Box set by "Weird Al" Yankovic
- Released: September 27, 1994
- Recorded: September 1979 – April 1994
- Genre: Comedy
- Length: 3:00:27
- Labels: Rock 'n Roll Records Scotti Brothers
- Producers: "Weird Al" Yankovic, Rick Derringer

"Weird Al" Yankovic chronology
| Alapalooza (1993) | Permanent Record: Al in the Box (1994) | Greatest Hits Volume II (1994) |

Singles from Permanent Record: Al in the Box
- "Headline News" Released: September 27, 1994;

= Permanent Record: Al in the Box =

Permanent Record: Al in the Box is a four-disc compilation box set of songs by "Weird Al" Yankovic, released on September 27, 1994. The album, released by Scotti Brothers Records so that the label could make monetary projections for the fiscal year, collects Yankovic's favorite songs from his first eight studio albums. The collection also includes alternate versions of "My Bologna", "Happy Birthday", "UHF", and the new single, "Headline News", a parody of "Mmm Mmm Mmm Mmm" by Crash Test Dummies. It peaked at number four on the Billboard Bubbling Under Hot 100 chart.

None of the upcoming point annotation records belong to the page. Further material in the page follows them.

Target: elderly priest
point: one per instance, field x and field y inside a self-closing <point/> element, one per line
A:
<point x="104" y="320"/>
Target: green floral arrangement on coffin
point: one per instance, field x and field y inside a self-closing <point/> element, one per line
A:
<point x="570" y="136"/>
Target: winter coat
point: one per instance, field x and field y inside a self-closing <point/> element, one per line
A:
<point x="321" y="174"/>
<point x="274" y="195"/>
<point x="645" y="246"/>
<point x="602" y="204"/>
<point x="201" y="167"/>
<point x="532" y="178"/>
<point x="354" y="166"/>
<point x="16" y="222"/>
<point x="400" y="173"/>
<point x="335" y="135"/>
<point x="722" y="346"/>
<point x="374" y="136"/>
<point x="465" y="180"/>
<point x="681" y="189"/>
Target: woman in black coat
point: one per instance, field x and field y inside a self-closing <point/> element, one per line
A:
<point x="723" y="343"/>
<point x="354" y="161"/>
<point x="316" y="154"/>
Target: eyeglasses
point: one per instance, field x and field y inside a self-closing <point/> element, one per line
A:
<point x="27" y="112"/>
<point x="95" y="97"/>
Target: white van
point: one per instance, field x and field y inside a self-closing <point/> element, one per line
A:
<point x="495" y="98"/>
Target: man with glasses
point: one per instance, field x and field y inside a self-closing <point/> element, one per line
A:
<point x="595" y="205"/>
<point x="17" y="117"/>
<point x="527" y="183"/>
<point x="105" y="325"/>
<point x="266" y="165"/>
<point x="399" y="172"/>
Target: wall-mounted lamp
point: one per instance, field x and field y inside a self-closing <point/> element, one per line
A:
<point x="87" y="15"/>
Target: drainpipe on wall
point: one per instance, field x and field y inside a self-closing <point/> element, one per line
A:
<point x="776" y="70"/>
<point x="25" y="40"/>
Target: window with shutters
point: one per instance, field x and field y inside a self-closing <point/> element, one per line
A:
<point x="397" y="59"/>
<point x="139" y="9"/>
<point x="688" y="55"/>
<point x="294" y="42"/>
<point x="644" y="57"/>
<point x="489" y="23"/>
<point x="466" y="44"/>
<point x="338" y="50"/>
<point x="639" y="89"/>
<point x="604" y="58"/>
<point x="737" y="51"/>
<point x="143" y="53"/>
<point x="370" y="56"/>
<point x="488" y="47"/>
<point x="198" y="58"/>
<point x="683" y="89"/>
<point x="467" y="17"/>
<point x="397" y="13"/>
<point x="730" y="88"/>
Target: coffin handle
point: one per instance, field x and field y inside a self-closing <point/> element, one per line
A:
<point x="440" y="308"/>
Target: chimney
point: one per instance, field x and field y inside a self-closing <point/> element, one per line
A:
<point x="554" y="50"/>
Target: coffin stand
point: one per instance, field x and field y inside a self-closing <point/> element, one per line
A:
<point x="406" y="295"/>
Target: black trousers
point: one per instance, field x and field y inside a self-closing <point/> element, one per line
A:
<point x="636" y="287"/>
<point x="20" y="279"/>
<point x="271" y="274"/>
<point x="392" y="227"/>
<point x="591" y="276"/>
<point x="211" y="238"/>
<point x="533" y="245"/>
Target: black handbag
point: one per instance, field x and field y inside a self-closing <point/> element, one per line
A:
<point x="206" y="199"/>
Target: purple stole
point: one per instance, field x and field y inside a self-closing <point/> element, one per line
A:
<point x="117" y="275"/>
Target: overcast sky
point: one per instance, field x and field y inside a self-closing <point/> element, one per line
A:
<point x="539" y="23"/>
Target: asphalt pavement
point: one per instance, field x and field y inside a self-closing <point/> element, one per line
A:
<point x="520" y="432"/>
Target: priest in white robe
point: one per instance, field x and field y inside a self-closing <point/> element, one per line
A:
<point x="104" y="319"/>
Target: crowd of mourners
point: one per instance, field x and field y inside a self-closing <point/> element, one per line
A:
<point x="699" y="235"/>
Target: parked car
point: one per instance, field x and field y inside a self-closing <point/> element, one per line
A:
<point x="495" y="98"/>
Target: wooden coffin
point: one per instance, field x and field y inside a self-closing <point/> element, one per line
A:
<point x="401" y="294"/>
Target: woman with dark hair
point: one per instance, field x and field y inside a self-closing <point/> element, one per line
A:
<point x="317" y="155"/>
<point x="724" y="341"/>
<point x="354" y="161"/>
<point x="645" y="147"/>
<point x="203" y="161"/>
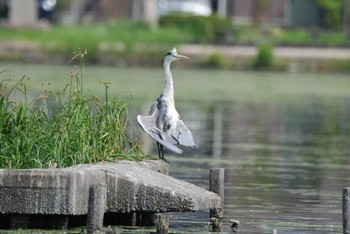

The collection was met with mostly positive critical reviews, with many appreciating the gathering of some of Yankovic's best works. However, the box set was not a high seller, and near the end of the 1990s, it ranked as Yankovic's least-purchased album. In 2006, due to a mishap by Volcano Records, the artwork for the set was lost. Because Yankovic refused to scan existing copies of the album to make new ones, fearing that it would lead to an inferior product, the physical set is now out of print. Yankovic would later release a second box set called Squeeze Box: The Complete Works of "Weird Al" Yankovic in 2017.

==Production==
===Release and music===
While Yankovic was writing the original songs for a new album—which would later be released in 1996 as Bad Hair Day—his label, Scotti Brothers Records, insisted that he release a new record to meet monetary projections for the fourth fiscal quarter of the year. Yankovic, however, explained that he would be unable to finish a new record in time, so his label decided to release a box set that eventually was named Permanent Record: Al in the Box. The label then stipulated that Yankovic would need to at least record a new single to promote the box set. Yankovic complied, producing the parody "Headline News", a spoof of "Mmm Mmm Mmm Mmm" by Crash Test Dummies, which would also appear on his second greatest hits album.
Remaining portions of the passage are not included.